Thomas Strobl, über dts Nachrichtenagentur

Berlin (dts Nachrichtenagentur) – Der CDU-Vizevorsitzende Thomas Strobl teilt die Zweifel von Unionsfraktionschef Ralph Brinkhaus (CDU) am Vorhaben von Bundesinnenminister Horst Seehofer (CSU), jeden vierten im Mittelmeer geretteten Flüchtling in Deutschland aufzunehmen. Die Politik dürfe kein "Konjunkturprogramm für Schlepper" schaffen, sagte Strobl den Zeitungen der Funke-Mediengruppe (Montagausgaben). "Das Ziel muss sein, diesen Kriminellen das Handwerk zu legen, die die Menschen in Gefahr bringen und ihren Tod in Kauf nehmen."

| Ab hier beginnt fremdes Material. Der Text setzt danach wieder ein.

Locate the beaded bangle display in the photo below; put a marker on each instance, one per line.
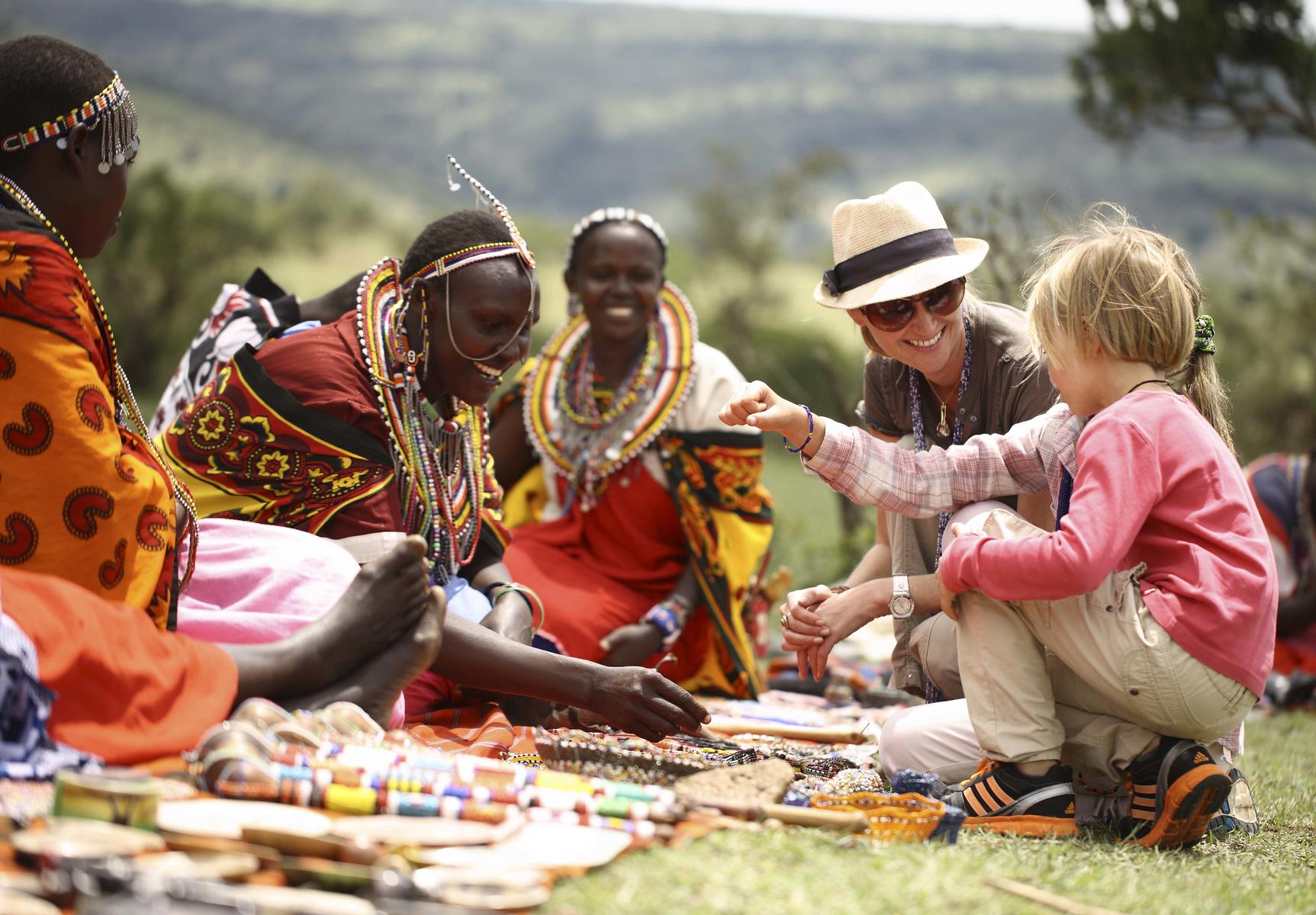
(807, 438)
(526, 595)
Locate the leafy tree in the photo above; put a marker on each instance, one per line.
(178, 242)
(1208, 69)
(1012, 226)
(744, 221)
(1263, 325)
(1199, 67)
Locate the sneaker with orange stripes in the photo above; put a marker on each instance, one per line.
(1176, 789)
(1002, 798)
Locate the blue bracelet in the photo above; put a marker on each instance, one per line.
(807, 438)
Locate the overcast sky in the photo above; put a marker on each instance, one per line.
(1047, 14)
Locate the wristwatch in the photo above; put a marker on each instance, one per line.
(902, 604)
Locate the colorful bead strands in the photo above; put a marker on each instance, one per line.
(116, 140)
(359, 780)
(931, 692)
(121, 390)
(578, 388)
(586, 448)
(958, 429)
(440, 462)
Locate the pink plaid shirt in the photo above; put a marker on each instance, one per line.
(1027, 459)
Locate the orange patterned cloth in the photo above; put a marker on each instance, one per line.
(474, 730)
(81, 496)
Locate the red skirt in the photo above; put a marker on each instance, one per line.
(600, 570)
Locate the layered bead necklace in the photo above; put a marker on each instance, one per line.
(957, 433)
(125, 403)
(578, 387)
(439, 461)
(586, 442)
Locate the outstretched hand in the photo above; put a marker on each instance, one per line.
(645, 702)
(629, 644)
(758, 406)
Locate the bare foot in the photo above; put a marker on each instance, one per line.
(381, 606)
(375, 684)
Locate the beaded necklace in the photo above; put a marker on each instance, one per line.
(578, 388)
(586, 443)
(957, 432)
(121, 390)
(931, 692)
(439, 462)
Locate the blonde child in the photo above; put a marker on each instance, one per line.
(1144, 624)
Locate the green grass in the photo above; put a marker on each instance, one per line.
(811, 872)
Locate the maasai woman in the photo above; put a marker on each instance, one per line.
(373, 428)
(653, 517)
(945, 366)
(85, 497)
(1283, 486)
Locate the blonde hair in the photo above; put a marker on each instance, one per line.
(1132, 291)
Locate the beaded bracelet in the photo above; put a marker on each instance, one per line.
(669, 618)
(807, 438)
(531, 599)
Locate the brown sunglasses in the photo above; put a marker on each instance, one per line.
(895, 314)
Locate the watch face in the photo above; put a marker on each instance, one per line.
(902, 605)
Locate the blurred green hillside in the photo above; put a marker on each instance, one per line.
(566, 107)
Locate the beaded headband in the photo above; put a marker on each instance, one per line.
(477, 252)
(616, 214)
(117, 140)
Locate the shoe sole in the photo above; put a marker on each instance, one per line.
(1023, 824)
(1190, 804)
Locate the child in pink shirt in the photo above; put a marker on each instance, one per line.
(1143, 626)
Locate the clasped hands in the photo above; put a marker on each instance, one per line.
(815, 619)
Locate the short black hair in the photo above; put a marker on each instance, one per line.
(43, 78)
(578, 242)
(454, 232)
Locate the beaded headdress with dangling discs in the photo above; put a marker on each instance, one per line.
(112, 107)
(440, 462)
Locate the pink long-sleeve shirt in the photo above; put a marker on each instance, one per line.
(1154, 486)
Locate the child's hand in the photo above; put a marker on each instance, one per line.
(948, 600)
(758, 406)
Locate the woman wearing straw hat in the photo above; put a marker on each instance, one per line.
(945, 366)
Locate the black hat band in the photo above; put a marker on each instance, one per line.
(885, 259)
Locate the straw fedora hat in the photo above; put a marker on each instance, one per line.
(893, 246)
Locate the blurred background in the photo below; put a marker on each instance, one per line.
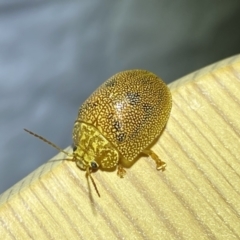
(53, 54)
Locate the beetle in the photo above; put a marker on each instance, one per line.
(119, 121)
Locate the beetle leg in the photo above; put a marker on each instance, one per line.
(160, 165)
(121, 171)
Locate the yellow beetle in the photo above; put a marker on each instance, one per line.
(119, 121)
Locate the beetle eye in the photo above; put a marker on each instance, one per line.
(74, 147)
(94, 165)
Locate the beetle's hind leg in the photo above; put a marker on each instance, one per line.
(160, 165)
(121, 171)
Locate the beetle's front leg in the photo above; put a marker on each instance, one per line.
(160, 165)
(121, 171)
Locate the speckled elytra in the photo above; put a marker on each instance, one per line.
(119, 121)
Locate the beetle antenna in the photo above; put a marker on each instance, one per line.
(93, 182)
(45, 140)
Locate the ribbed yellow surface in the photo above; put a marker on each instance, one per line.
(197, 197)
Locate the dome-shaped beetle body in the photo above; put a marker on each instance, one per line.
(120, 119)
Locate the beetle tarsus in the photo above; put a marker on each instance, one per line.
(160, 165)
(121, 171)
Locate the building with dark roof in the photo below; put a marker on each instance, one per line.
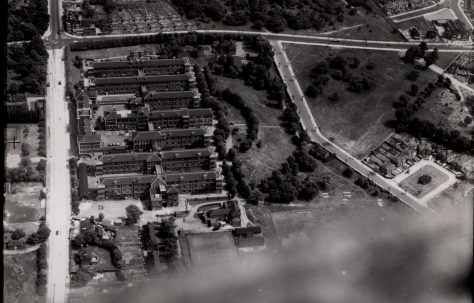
(172, 100)
(157, 187)
(134, 66)
(156, 120)
(176, 138)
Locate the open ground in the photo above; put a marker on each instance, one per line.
(19, 284)
(357, 122)
(23, 203)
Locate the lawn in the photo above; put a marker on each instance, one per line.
(23, 204)
(19, 274)
(205, 248)
(257, 100)
(17, 131)
(258, 163)
(357, 122)
(411, 184)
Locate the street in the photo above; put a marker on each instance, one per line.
(309, 123)
(58, 182)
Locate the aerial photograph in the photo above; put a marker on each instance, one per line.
(176, 151)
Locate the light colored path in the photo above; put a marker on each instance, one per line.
(309, 123)
(58, 181)
(20, 251)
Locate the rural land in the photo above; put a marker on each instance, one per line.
(245, 151)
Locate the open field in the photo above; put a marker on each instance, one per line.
(23, 204)
(258, 163)
(19, 278)
(357, 122)
(461, 193)
(18, 131)
(257, 100)
(300, 220)
(205, 248)
(411, 184)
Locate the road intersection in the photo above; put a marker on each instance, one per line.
(58, 184)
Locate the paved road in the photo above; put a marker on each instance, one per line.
(58, 182)
(309, 123)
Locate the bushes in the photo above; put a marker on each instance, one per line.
(42, 266)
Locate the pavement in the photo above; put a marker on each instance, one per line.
(309, 124)
(58, 181)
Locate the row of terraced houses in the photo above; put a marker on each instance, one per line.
(142, 133)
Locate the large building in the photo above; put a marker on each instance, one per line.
(172, 100)
(143, 84)
(156, 120)
(176, 138)
(155, 187)
(136, 65)
(149, 163)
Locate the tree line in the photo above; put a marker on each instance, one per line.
(26, 22)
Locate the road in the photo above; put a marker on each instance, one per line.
(309, 124)
(57, 182)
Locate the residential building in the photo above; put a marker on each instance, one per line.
(142, 84)
(172, 100)
(137, 65)
(156, 120)
(177, 138)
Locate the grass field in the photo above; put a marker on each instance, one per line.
(205, 248)
(258, 163)
(411, 184)
(19, 275)
(257, 100)
(14, 154)
(23, 205)
(357, 122)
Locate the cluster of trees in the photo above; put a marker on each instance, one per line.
(420, 51)
(168, 241)
(252, 122)
(405, 120)
(42, 266)
(42, 139)
(206, 86)
(283, 186)
(27, 63)
(337, 68)
(25, 22)
(133, 214)
(40, 236)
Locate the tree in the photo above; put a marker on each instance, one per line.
(424, 179)
(43, 232)
(79, 241)
(133, 214)
(348, 172)
(255, 197)
(18, 234)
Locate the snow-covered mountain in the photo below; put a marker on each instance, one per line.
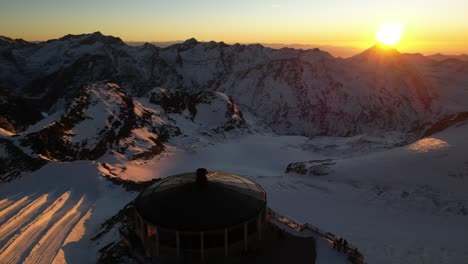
(307, 126)
(301, 92)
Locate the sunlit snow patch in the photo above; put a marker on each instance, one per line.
(428, 144)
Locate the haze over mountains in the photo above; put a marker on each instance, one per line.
(142, 112)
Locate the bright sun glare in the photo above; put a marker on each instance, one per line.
(390, 33)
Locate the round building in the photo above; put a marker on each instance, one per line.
(200, 215)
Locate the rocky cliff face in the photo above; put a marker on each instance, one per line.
(103, 120)
(301, 92)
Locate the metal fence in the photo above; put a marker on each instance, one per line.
(331, 238)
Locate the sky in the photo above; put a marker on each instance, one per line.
(430, 26)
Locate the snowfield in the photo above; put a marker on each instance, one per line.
(403, 205)
(50, 215)
(326, 137)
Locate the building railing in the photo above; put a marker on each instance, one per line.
(350, 251)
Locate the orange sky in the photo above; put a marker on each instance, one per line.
(430, 26)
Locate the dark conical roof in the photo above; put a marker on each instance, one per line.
(181, 203)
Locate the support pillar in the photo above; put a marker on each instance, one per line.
(226, 245)
(202, 247)
(178, 243)
(157, 242)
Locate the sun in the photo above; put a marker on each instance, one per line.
(390, 33)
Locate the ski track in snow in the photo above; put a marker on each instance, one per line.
(34, 227)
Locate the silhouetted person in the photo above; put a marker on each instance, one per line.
(201, 176)
(345, 246)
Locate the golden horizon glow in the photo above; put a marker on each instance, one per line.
(343, 28)
(390, 33)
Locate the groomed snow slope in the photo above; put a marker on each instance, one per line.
(50, 215)
(404, 205)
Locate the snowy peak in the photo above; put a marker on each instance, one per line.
(89, 39)
(5, 41)
(103, 118)
(378, 53)
(210, 111)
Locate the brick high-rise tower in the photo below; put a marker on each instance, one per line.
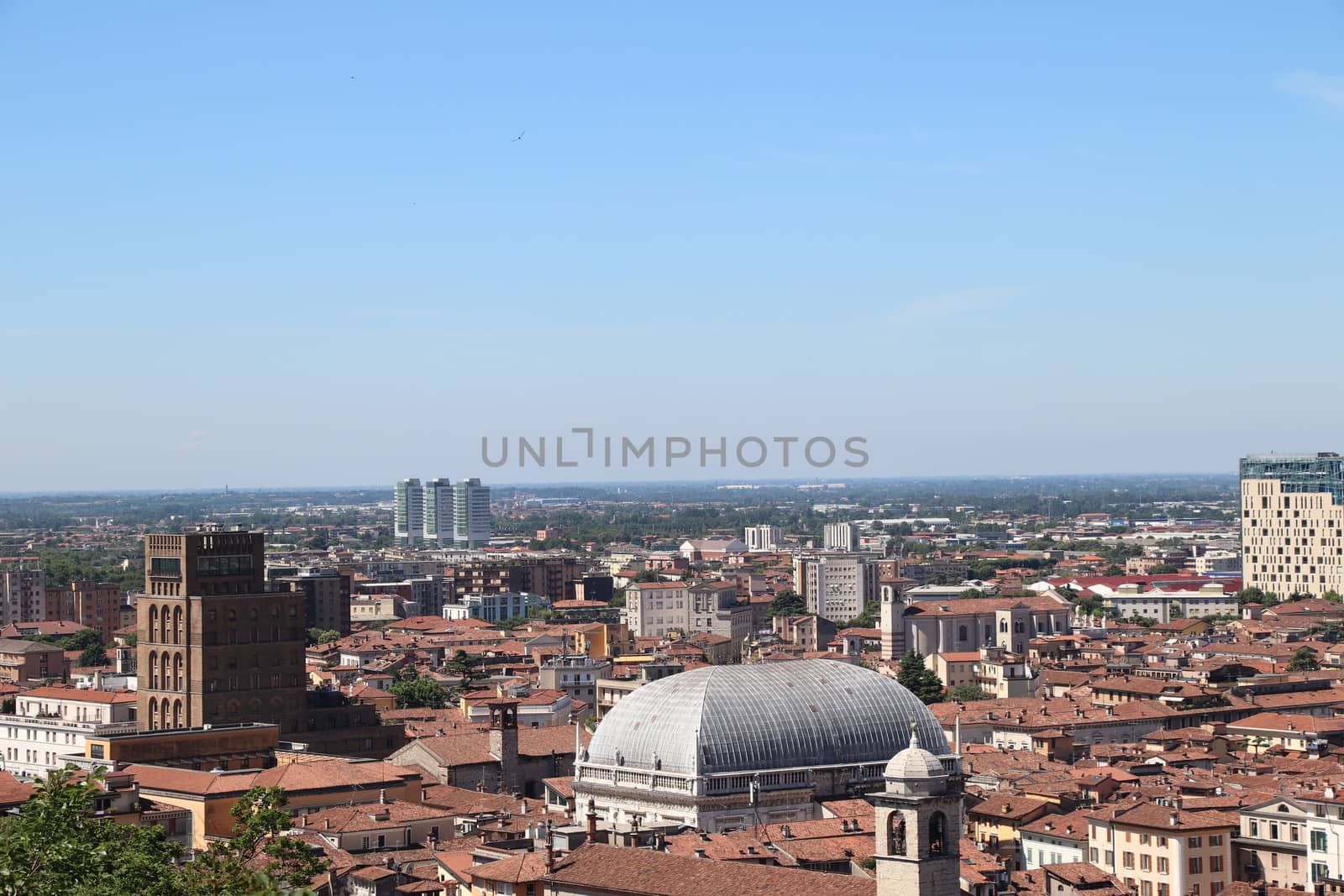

Sollte mit Seehofers Vorstoß allerdings der Einstieg in eine europäische Quotenlösung gelingen, fügte der baden-württembergische Innenminister hinzu, wäre das "ein gigantischer Fortschritt, der Deutschland hilft". Brinkhaus hatte die Frage aufgeworfen, welches Signal man sende, wenn man pauschal 25 Prozent der geretteten Flüchtlinge aufnehmen wolle. Schlepperorganisationen dürften nicht ermutigt werden, mehr zu machen. "Das war eine Initiative des Innenministers, nicht der CDU/CSU-Bundestagsfraktion", sagte Brinkhaus den Funke-Zeitungen. "Wir werden uns die Pläne von Horst Seehofer daher sehr genau anschauen."